Uno dei dischi underground più attesi del 2023 è finalmente uscito. Un hype giustificato, considerato che “Pilgrim”, pubblicato due anni fa, risulta ancora oggi un lavoro piacevole da ascoltare, che sembra aver superato la fatidica prova del tempo diventando una delle migliori uscite in ambito blackened death metal/black metal melodico degli ultimi tempi. Due anni portano maturazione e ti fanno mettere a fuoco la strada da perseguire e “Dust” racchiude tutto questo con i pro e i contro di un disco preciso, tecnicamente perfetto, prodotto in maniera impeccabile ma che risulta forse avere qualcosa in meno rispetto al suo predecessore. Infatti la band sembra ripetersi, rimarcando ossessivamente la propria devozione verso gruppi come Necrophobic o Netherbird in assenza di veri e propri highlights. La durata è una prima nota dolente, cinquantacinque minuti che rendono difficoltoso un ascolto fluido e snello, considerata la proposta che sa sostanzialmente di “già sentito” e che dopo la metà del disco rischia di farci flirtare più di una volta con il tasto skip, come nel caso di “The Tyranny Of I” o della seguente “Face Of Despair”, mentre le sorti cambiano leggermente con “The Wrong God” e la conclusiva “Martyr”, composizione tecnicamente complessa e ricca di spunti e atmosfere che tuttavia, essendo posta in chiusura, difficilmente riceverà l’attenzione che merita.
Potremmo quindi erroneamente pensare male di un disco che invece nel suo complesso è buono e infatti tutta la prima parte è sopra la media, con brani del calibro di “Dying In The Mud”, “Return…” e “The True Belief” che mettono in luce il vero protagonista del platter, ossia il nuovo, giovane drummer J, un mostro dalle sei braccia, che ci regala probabilmente una delle migliori performance dietro le pelli degli ultimi anni, dando ad ogni pezzo l’indispensabile dinamismo e personalità. Ci sono poi brani nella media, come l’abbastanza scontata “The Golden Calf”, impreziosita però a metà da un bel break atmosferico, mentre “Monologue” è un inseguirsi di riff e groove e “The Eve” e “Into Oblivium”, non a caso due degli episodi qualitativamente più alti, ci fanno risentire i Thron che avevano lasciato il segno due anni fa con la loro drammaticità intrisa dalla polvere del tempo andato.

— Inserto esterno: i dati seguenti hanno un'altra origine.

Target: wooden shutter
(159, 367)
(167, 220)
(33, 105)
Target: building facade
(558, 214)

La performance ineccepibile della band, che oggi vanta, oltre al polpo J alla batteria, il nuovo chitarrista Ravendust, è il valore aggiunto di un lavoro che, se avesse avuto qualche momento accademico in meno, avrebbe certamente guadagnato qualcosa. Nonostante tutto un album che si impone rispetto alle uscite dello stesso filone di quest’anno, pur senza una “Hosanna In The Highest” o una “The Reverence”, presenti nel precedente lavoro. Conferma.